やっぱり、相手にしちゃいけないコだった。
目が。
目がマジのそれだ。
「人間どもは父なる神の期待に応えられなかったのだ」
少女は勝手に続けた。
「まったく、これだけ自由を与えてやったのに、貴様らは病も貧困も差別も戦争も、何一つ克服出来てない」
阿呆どもめが、と、少女は悪態をつく。
「慈悲たる神にも我慢の限界というものがある。もはや、お前たちの判決は下っている。もう直きだ。もう直きに終末の喇叭が鳴る。それが合図だ。その音が世界に鳴り響いたとき――」
空に大穴が開く。
少女は足を組み換えた。
そのとき、またパンツが見えそうになる。
俺は彼女――ミーにバレないように、ベッドの下からスマホを引っ張り出そうと手を伸ばした。
「ふぎゃ」
その手を踏まれた。
「なんだ。

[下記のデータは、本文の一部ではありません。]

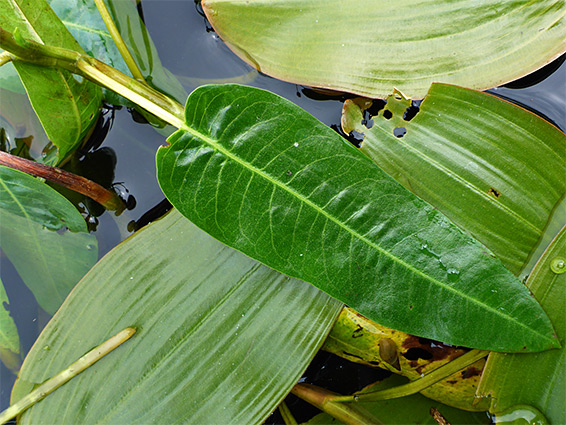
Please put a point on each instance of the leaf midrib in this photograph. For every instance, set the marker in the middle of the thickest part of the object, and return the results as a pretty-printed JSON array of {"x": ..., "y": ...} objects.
[{"x": 218, "y": 147}]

警察を呼ぶか」
「で、出来れば」
「もう少しまて。もうすぐだ」
ミーはちらと壁掛け時計を見やった。
俺も釣られてみた。
午後1時25分。
その長針がカタリと6度動いた瞬間――
パーパーパー。
窓の外から、凄まじいラッパの音が鳴り響いた。
「来た」
ミーは呟いた。
俺は慌てて立ち上がり、窓から身を乗り出した。
すると。
「マ、マジかよ」
空に。
穴が開いていた。
この世の黒を全て集めたような暗黒。
雲ひとつない空に、巨大な大穴が開いている。
そしてその穴から。
夥しい数のグロテスクな天使たちの群が、まるで地獄から這い出る怪物のように排出されたのだった。